S’il a sa cohérence, il est adapté à une société d’inspiration utilitariste qui ne se préoccupe pas de l’égalité des chances entre les individus mais de l’utilité totale à l’échelle de la population. Seul un système de soins avec un payeur unique et des offreurs de soins publics peut fonctionner dans ce modèle.

D’où cette politique anti-exercice libéral menée ces dernières années, qui a tout autant affaibli le secteur public que désertifié médicalement de nombreux territoires.

En réalité, notre politique de santé gratuite nous dirige à marche forcée vers le modèle américain. Celui-ci est structuré autour des réseaux de soins des assureurs privés, qui obligent l’assuré à ne consulter que les professionnels référencés par le réseau et ces professionnels à ne prescrire que ce qui autorisé, sauf à payer les dépenses soi-même. Le projet français de santé gratuite d’inspiration socialiste n’a rien de social, c’est un formidable creuset à inégalité sociale et à exclusion de la classe moyenne d’une médecine de qualité.

Ce projet est ourdi depuis des années par les assureurs privés qui se sont donnés les moyens de leur politique en achetant de nombreux leviers d’influence, comme le rachat par la mutuelle MNH du premier groupe de médias et services aux professionnels de santé (dont « Le Quotidien du médecin »« Le Généraliste »« Le Quotidien du Pharmacien »). Leur objectif est d’imposer une pensée unique et de tenter de rendre tout autre scénario de réforme impossible.

La nomination du n°2 d’un assureur privé à la tête du cabinet de la ministre de la Santé en mai 2017, tout comme le pantouflage d’anciens membres de cabinets ministériels dans les conseils d’administration des plus grands assureurs, est un autre symptôme de l’influence croissante du secteur sur la conduite de la politique de santé ces dernières années.

Une tribune récente des patrons des trois familles assurantielles nous explique les vertus des contrats à reste à charge zéro mais conditionnent leur réussite au renforcement du pouvoir de régulation des assureurs via ces réseaux de soins. On nous expliquait jusqu’à maintenant que ces derniers faisaient baisser les prix et les restes à charge, ce qui est devenu inutile puisque les premiers sont plafonnés et les seconds supprimés par l’État.
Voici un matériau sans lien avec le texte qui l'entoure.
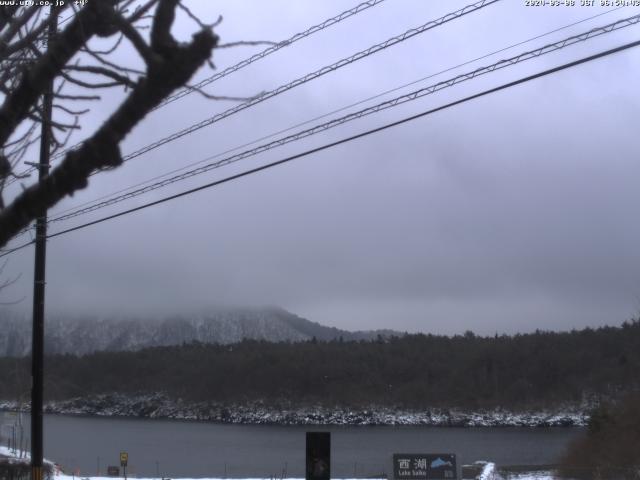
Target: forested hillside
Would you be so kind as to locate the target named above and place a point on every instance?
(521, 371)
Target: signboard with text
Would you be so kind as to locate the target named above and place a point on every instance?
(421, 466)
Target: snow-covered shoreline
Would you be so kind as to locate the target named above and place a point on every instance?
(161, 407)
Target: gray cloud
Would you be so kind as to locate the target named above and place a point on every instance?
(509, 213)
Le deuxième épisode du conte de fée nous fait donc traverser l’Atlantique pour découvrir non pas le rêve américain de l’immigré pauvre qui fait fortune mais le cauchemar américain d’une classe moyenne mal soignée et dotée d’une espérance de vie par les plus faibles de l’OCDE.

Comme expliqué supra, cette mauvaise qualité s’accompagne d’une inflation des coûts du système (18% du PIB aux USA contre 9,5% en moyenne dans l’OCDE).
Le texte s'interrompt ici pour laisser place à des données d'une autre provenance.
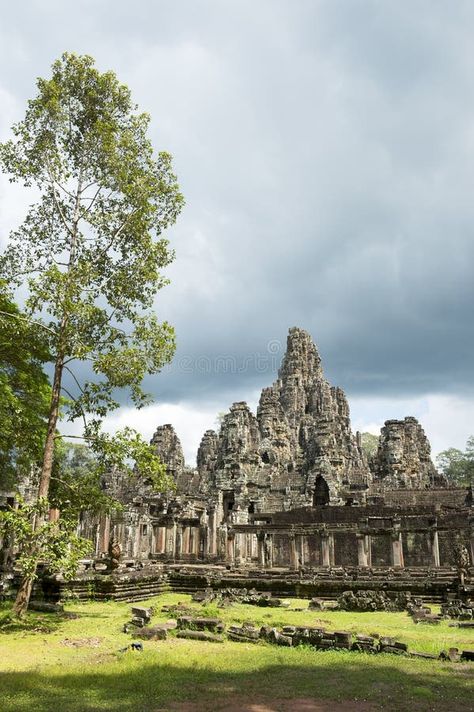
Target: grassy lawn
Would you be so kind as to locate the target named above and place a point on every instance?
(41, 670)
Une évolution en contradiction avec le sens de l’histoire

Outre la destruction de l’assise républicaine de notre modèle de santé, cette évolution est totalement à contre-courant de l’histoire. La gestion du risque chronique, le vieillissement massif de la population et l’hyper-révolution technologique conduisent à une démocratisation de la santé, dont le libre choix et la capacité d’agir de l’assuré sont des piliers.

Passer à un seul financeur par prestation, évoluer vers des comptes personnalisés de santé de l’assurance maladie incluant prévention et soins, transparence des contrats privés, autorité de défense des droits des assurés…

C’est une réforme globale du financement dont le système a besoin, tout en respectant les principes fondateurs, dont le triptyque républicain de valeurs. La force de notre système de santé repose d’abord et avant tout sur ses valeurs et ses principes fondateurs. Toute refondation doit les renforcer et non les affaiblir ou les supprimer.

La fin du conte de fée est connue, un accès aux soins de qualité qui va se restreindre de plus en plus à une partie réduite de la population, des inégalités de santé qui vont prospérer, le tout dans un système de plus en plus coûteux. « Quand le sage montre la lune, l’idiot, lui, regarde le doigt ». Pas sûr que les Français acceptent encore longtemps d’être pris pour des idiots en santé.